Even when the LLM has a comprehensive understanding of your data and understands the analysis you want to complete, it can easily become overwhelmed and make errors. Its complex algorithms and vast knowledge base make it a powerful tool, but also one that must be carefully managed. To combat this, it is crucial to break down your requests for code into manageable segments, creating a roadmap for completing your entire analysis.

This method guarantees that every step is carried out with precision and careful attention to detail, reducing the chances of errors or miscalculations. By breaking down the process into smaller tasks, you allow the LLM to concentrate on one task at a time, preventing overwhelm and promoting more precise outcomes. Since LLMs have a tendency to “hallucinate” or get sidetracked, it is crucial to keep them focused and ensure that their output aligns with your objectives.

While the LLM can assist in reducing errors, they may still occur. However, these mistakes can be used as learning opportunities to improve the LLM’s output. By providing specific error messages and copying them into the LLM prompt alongside a relevant message, it can help diagnose any issues and make necessary adjustments to the code. Keep repeating this process until the LLM successfully fixes the error. It’s important to note that there may be occasions where the suggested fix is not accurate, so persistence is key when inputting errors for the LLM to analyze and correct.
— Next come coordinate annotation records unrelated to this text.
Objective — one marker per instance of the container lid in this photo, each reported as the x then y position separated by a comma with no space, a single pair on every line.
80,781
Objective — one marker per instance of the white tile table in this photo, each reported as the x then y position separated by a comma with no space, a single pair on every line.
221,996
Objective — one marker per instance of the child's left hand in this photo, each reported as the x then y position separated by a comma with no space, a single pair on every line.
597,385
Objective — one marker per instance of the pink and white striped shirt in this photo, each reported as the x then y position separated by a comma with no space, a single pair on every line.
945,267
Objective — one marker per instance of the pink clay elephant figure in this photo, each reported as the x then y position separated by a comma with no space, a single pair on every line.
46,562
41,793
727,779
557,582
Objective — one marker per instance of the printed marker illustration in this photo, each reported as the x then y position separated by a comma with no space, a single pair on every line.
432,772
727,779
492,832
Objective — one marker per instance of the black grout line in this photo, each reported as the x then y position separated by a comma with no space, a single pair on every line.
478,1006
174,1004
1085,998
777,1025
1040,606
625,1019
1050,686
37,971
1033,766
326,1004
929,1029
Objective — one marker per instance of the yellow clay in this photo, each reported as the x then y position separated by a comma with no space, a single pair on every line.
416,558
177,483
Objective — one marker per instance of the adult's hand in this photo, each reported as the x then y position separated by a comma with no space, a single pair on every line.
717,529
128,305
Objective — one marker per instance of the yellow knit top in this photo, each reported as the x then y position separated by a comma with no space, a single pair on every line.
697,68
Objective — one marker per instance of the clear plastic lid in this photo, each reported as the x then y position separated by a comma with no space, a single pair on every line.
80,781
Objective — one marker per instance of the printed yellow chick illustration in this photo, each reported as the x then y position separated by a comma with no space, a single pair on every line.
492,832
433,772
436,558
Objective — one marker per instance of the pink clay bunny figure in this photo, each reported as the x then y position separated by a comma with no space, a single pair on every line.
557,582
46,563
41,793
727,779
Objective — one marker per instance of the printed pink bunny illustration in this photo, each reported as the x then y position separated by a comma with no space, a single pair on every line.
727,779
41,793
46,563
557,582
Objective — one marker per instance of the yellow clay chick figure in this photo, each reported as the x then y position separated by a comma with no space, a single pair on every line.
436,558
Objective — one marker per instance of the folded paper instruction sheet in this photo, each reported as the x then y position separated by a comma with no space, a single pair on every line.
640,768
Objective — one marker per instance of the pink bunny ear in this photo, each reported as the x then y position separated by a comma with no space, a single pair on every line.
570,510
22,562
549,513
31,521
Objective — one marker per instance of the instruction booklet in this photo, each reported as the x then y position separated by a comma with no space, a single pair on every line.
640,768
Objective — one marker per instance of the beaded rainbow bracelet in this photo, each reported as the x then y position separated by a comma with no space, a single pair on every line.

I have found it beneficial to constantly engage in a back-and-forth conversation with the LLM, using its responses to guide my subsequent questions. This technique can assist in customizing the LLM’s outputs to better suit your specific needs and improve the overall coding experience.

Conclusion

Incorporating these instructions enables individuals to utilize the complete capabilities of LLMs for coding in SQL, R, and Python with greater efficiency. This allows for a harmonious balance between the strength of these advanced tools and the essential supervision that can only be provided by a human.
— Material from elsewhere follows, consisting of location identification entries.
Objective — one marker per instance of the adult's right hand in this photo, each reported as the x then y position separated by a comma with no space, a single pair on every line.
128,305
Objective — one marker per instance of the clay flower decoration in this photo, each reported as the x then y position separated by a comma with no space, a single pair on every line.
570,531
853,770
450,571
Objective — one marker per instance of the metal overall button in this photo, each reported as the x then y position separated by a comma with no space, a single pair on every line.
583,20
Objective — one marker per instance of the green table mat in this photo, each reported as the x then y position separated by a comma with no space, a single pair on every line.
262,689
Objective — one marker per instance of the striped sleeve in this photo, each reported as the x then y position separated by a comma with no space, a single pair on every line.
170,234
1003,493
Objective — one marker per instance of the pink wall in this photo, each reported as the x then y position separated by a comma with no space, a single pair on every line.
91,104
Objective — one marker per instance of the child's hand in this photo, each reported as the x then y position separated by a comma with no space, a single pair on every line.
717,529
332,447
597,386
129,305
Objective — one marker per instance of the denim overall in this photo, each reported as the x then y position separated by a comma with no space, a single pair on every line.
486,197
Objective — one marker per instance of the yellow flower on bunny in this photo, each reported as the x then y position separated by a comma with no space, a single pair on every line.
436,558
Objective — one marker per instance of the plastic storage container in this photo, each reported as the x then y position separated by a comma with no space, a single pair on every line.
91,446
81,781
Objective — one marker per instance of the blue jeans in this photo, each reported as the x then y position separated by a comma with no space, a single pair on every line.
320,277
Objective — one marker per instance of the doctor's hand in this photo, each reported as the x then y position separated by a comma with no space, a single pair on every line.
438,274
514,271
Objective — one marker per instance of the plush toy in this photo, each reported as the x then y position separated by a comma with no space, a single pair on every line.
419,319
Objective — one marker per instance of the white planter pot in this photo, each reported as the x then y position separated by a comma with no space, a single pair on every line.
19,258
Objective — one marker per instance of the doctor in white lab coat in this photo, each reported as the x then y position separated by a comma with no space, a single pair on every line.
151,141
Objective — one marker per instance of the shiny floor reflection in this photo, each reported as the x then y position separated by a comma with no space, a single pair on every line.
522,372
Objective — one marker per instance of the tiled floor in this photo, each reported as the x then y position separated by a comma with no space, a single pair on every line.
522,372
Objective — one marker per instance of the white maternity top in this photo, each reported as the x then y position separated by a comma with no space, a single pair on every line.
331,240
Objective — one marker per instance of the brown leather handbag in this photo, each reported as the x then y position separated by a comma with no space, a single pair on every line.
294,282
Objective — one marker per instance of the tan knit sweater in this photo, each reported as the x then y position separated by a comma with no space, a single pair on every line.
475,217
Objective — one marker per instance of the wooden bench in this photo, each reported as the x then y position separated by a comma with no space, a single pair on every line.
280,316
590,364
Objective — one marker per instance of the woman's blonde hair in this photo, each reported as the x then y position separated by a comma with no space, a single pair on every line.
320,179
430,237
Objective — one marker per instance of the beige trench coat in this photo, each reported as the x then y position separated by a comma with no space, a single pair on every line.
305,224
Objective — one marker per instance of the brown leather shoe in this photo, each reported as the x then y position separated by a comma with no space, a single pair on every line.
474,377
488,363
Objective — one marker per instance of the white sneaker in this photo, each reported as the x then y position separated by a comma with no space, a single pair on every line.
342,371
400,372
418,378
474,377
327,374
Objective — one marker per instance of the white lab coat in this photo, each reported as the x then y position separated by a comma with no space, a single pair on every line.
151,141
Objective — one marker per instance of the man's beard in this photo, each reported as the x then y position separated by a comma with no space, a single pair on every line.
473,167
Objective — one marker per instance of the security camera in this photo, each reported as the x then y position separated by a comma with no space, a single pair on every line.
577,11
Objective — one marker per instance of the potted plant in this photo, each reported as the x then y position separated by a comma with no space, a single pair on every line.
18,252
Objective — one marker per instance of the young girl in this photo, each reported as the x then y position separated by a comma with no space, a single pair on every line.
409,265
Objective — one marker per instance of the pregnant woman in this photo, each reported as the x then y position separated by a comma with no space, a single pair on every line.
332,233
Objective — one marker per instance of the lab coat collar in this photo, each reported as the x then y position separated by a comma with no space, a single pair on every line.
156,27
Keep these 5 tips in mind for your next coding project when you have an LLM by your side:

Language Learning Models (LLMs) like ChatGPT, Claude, and Gemini are powerful tools, but they are not human coders and have limitations. They can produce buggy or outdated code and may get off track.
It’s crucial to have a basic understanding of SQL, R, or Python (depending on your programming language) to guide the LLM effectively. Knowing commands for various tasks and understanding error messages can save you considerable time.
LLMs don’t have automatic knowledge of your data. You need to ensure the LLM understands your data as much as you do, which can be achieved by creating a comprehensive Data Dictionary.
Before starting your analysis, have a clear plan and hypothesis in place. Giving the LLM proper context and explicitly instructing it can yield more meaningful insights.
Request code from the LLM in small increments to prevent overwhelming it and to maintain control over the process. This also allows for constant review and correction of the code.

Most importantly, keep in mind that an LLM can serve as a useful resource for coding in SQL, R, and Python. However, it is crucial to use it correctly and with human supervision to avoid any potential errors.